The program is explained as follows: The large dataset D is partitioned into smaller size subsets Dp D2, ..., Dn and given as input to different nodes. Then a partition file is created according to twister command, which will be used in Twister configuration.
jobConf is a command which is used to configure the parameters such as Map, Reduce parameters and class names. While help in computation. TwisterDriver is used to initiate MapReduce task. In each node, Map task is performed. Partitioned training data from local file system is loaded into the first layer. After that support
Figure 4. Parallel SVM architecture based on cascade model (Sun & Fox, 2012)
Figure 5. Parallel SVM main class (Sun & Fox, 2012)
vectors of previous layer are combined in pair and given as input to the nodes of next layer. Trained support vectors are given to the Reduce jobs as input. Reducer job is to collect all support vectors from all mapper jobs and to send to the client node. This iterative training process will stop executing when support vector of all subSVM are combined to one SVM (Sun & Fox, 2012).
Figure 6. Parallel SVM map class & reduce class (Sun & Fox, 2012)
CASE STUDY Implementation of Back-Propagation Neural Network for Demand Forecasting in Supply Chain
Demand forecasting is the most important element of supply chain management in any organization. Forecasting technique must be efficient otherwise it would lead to cost increment, lose customers etc. This case study which is presented by Cheng et al. (2006), trains neural network using backpropagation algorithm. The neural network is trained to make predictions for a corporation in Taiwan which produces electrical connectors. In this study a tool called AweSim was used to accumulate the orders of different types of connectors. This set of data was used to train neural network to give better prediction results.
This study presents the feasibility of a backpropagation neural network in predicting demand for a simulated set of data. In this approach simple backpropagation neural network was used. However to implement the forecasting approach in parallel manner, the above explained Parallel backpropagation on MapReduce can be used (see Figure 7).

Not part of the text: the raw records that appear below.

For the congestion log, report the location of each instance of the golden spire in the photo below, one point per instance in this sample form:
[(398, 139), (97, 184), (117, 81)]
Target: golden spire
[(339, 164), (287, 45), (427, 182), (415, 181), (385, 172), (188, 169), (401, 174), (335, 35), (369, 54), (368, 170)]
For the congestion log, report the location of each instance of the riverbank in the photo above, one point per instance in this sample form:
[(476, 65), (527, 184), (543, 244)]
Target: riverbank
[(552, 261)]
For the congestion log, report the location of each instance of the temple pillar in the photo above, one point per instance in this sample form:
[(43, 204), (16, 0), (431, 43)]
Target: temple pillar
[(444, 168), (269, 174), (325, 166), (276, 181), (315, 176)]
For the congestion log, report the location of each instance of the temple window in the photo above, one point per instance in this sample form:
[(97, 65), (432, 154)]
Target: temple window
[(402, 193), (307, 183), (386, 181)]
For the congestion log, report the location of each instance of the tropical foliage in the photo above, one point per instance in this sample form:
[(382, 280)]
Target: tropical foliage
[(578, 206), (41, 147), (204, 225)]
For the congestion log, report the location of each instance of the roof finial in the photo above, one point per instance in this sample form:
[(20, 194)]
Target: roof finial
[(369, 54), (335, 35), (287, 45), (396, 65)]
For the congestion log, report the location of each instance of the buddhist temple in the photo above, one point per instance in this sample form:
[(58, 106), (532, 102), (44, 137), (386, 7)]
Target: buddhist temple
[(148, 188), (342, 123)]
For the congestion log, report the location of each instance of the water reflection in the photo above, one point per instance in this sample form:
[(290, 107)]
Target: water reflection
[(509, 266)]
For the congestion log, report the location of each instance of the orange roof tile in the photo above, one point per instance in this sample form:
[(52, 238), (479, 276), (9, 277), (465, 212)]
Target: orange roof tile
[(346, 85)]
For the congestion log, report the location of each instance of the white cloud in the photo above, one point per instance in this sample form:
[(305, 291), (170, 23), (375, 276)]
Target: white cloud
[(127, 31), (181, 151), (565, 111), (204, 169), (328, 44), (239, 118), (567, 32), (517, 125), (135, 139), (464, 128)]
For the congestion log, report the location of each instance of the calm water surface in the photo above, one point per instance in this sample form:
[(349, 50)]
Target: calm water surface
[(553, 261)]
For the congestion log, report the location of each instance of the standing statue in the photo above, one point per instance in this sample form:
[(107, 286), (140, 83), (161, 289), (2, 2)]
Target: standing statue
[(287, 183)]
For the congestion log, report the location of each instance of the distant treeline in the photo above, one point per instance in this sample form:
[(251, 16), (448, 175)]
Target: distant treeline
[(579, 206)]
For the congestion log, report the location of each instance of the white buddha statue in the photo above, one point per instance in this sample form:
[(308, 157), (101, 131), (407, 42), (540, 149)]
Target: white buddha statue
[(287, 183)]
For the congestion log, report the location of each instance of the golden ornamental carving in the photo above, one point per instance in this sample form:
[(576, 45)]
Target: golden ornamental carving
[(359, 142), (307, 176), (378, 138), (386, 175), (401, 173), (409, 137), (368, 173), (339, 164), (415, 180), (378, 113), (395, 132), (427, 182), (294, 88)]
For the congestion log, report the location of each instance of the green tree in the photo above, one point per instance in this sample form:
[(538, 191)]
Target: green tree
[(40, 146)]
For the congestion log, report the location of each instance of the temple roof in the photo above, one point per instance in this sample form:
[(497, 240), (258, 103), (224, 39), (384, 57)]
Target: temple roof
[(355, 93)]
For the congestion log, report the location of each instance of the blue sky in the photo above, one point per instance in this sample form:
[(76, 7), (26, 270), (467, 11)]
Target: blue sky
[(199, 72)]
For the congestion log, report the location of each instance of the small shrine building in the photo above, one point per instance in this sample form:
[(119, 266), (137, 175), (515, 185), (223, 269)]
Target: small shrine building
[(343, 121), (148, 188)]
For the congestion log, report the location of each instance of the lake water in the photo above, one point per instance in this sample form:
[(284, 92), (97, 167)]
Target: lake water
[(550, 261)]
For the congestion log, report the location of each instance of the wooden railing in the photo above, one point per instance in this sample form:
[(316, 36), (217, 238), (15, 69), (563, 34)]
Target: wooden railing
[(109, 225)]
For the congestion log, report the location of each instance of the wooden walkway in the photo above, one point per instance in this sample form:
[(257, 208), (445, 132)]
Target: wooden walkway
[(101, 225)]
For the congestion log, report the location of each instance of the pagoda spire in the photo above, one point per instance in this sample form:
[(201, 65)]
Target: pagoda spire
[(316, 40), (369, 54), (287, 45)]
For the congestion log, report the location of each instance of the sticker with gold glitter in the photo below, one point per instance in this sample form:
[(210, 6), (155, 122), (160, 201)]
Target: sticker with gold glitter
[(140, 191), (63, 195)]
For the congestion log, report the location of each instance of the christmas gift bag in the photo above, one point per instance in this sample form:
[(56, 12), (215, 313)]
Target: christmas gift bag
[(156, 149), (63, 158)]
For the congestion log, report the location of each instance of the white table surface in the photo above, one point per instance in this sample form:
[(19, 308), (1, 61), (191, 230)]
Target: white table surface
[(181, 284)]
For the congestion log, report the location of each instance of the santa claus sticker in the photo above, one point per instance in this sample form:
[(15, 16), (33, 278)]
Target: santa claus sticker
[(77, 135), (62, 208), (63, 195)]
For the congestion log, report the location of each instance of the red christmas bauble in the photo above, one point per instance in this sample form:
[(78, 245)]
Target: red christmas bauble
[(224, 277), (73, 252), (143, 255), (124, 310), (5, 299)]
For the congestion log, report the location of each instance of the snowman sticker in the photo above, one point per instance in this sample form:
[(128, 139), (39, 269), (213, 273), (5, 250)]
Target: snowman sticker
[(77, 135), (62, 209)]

According to the study, five variables have been defined, that would define the data and help train the neural network. The five variables are as follows:
Figure 7. Flow chart for the process of demand forecasting using backpropagation
(Cheng, Hai-Wei & Chen, 2006)
- 1. T: time interval between two arrival orders
- 2. Q: quantity of a connector
- 3. PA: operator time
- 4. PB: machining capacity
- 5. PC: inventory level
Data of orders of electrical connectors, provided by the corporation, was not sufficient to train a neural network. So a simulation tool called AweSim was used to simulate large amount of data based on the records provided by the company. The data which is generated by AweSim is normalized, so that the network does not become saturated and indifferent to a new set of records.
Network architecture for demand forecasting consists of three layers namely as input layer, hidden layer, output layer. Input layer consists of five neurons, each corresponding to one of the five variables. Number of neurons in output layer were also five. A gradient descent backpropagation approach is used to train the network. A professional software called Neural Network Professional II/Plus was used to train the network. Once the network has been trained on the training data, it is the time to test it on testing data. Testing data a set of records that has not been used in training process.
The study shows that backpropagation neural network is capable of predicting demands based on the data of electrical connectors. Similarly, the neural network can be trained for predicting the demand of several other products. Neural network has been proved to be a powerful tool in different processes of operations management such as demand forecasting, cost estimation etc.